A Castellazzo or castle was acquired in 1610 by Galeazzo Arconati, cousin of Cardinal Federico Borromeo. Galeazzo was a patron of the arts and served as the rector of the Fabbrica del Duomo of Milan. Under Galeazzo's ownership, the castle-palace on the site was reconstructed and refurbished. It was also Galeazzo who, during the year 1621 brought to the structure his collection of ancient Roman sculpture, including a standing statue said to be Pompey the Great, but also the remaining fragments of the Renaissance style Funereal Monument of Gaston of Foix, Duke of Nemours (died 1512) by Agostino Busi. Galeazzo was also at the one-time owner of the Codex Atlanticus of Leonardo da Vinci.

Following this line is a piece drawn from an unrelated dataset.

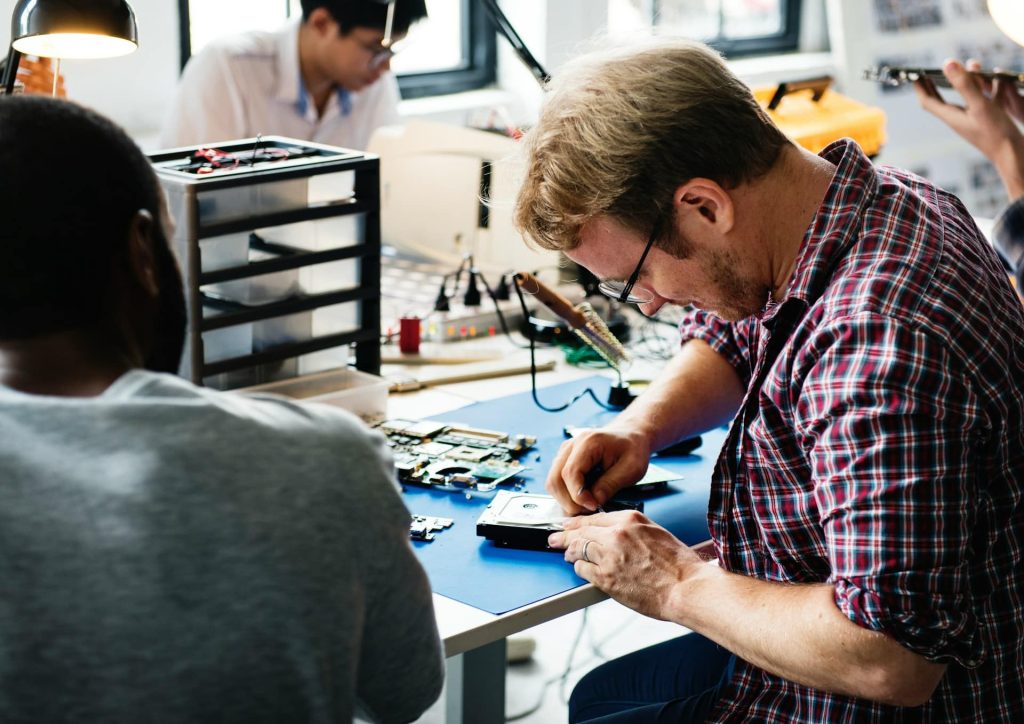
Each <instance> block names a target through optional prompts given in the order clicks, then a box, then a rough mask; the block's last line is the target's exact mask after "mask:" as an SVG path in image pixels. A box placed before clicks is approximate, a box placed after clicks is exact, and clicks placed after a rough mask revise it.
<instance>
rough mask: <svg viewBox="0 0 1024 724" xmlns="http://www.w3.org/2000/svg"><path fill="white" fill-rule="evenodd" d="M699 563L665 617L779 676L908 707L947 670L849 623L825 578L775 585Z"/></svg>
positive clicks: (751, 663)
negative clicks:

The gardens were restructured in 1621. Construction on the site continued after 1648 under grandson's leadership, the Count Luigi Maria Arconati, and in 1671 under his great-grandson Giuseppe Maria Arconati. In 1718, Giuseppe Antonio Arconati, grandson of Giuseppe Maria, and remembered also for his patronage of Carlo Goldoni, inherits the palace. In 1742, the architect Giovanni Ruggeri was employed in embellishments and expansions. The Galliari brothers: Bernardino, Fabrizio, and Giovanni Antonio, were employed in the fresco decoration of the interior of the Villa.

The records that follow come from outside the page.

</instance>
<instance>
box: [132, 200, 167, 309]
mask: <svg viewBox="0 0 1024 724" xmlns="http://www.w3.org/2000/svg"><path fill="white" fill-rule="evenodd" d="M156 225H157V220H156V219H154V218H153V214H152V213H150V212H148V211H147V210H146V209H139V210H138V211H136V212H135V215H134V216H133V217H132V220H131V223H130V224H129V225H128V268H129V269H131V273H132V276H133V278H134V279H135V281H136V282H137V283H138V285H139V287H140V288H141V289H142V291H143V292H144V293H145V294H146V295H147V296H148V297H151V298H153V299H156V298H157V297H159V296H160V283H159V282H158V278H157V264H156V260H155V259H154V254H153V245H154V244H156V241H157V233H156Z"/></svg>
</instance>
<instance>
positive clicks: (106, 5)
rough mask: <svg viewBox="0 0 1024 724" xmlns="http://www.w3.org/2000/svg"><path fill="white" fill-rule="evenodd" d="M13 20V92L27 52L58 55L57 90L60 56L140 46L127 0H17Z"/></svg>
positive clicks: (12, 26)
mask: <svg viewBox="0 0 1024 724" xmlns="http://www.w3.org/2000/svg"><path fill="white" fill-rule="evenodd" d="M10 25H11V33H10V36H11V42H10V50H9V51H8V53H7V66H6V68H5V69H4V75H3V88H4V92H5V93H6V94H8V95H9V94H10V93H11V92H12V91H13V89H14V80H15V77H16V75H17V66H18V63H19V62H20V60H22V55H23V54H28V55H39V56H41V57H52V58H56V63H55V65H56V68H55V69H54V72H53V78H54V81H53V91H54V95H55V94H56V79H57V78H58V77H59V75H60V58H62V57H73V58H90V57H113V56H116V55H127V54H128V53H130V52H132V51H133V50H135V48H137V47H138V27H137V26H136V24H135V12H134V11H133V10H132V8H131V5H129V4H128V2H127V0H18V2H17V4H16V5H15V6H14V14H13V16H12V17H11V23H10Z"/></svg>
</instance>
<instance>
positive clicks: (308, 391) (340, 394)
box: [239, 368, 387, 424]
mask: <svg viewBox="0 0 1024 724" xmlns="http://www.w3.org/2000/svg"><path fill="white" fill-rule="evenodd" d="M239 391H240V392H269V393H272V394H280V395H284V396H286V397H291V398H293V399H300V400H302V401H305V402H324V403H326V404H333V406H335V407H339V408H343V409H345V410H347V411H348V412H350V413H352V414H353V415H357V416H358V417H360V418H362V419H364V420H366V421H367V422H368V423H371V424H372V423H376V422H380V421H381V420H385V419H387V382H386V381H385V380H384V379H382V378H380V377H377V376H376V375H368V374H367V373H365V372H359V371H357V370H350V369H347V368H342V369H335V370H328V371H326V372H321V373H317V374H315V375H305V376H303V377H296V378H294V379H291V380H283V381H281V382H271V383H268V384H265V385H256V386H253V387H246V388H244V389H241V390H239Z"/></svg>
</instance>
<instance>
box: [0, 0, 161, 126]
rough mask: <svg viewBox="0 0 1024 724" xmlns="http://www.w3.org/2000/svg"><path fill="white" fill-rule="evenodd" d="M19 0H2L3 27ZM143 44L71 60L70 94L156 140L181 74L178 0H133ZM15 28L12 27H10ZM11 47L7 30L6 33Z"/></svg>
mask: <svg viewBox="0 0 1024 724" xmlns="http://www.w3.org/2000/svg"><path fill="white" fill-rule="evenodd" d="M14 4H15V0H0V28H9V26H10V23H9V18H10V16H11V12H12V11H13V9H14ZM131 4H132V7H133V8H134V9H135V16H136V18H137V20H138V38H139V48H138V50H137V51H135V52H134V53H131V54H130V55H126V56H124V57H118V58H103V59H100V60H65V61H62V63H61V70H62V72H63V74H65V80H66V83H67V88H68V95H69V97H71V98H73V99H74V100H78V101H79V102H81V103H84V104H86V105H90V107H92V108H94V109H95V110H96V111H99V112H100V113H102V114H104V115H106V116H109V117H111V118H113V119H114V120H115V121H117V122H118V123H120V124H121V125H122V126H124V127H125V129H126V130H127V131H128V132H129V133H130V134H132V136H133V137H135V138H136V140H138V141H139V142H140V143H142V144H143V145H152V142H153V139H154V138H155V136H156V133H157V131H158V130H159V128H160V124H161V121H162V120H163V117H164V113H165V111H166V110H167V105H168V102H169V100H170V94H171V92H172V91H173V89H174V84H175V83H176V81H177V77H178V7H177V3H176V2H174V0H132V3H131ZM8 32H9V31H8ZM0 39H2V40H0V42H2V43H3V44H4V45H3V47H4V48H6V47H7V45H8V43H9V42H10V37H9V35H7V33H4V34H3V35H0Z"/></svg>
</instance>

After 1772, the palace passed on to the Busca family, who commissioned further works, including the trompe l'oeil frescoes in the entrance stairwell, attributed to Giocondo Albertolli. During the 20th century, the villa was inherited by the Marchesa Beatrice Crivelli. Many of the removable items inside the villa were auctioned in 1989. The società Palladium and others have recently purchased the Villa and since 2011 hosts the Fondazione Augusto Rancilio, which seeks to maintain and restore the site, and foster its use. The Villa is also now part of a network of Ville Gentilizie Lombarde, a project of the Region of Lombardy, supported by the Fondazione Cariplo. The Ville Gentilizie Lombarde sponsors a project integrated project both in terms of the strategies of recovery and management of this heritage, and its use by the public through guided visits, educational programs, and events.

The gardens, whose 18th-century layout was documented by the engraver Marc'Antonio dal Re, are also under restoration.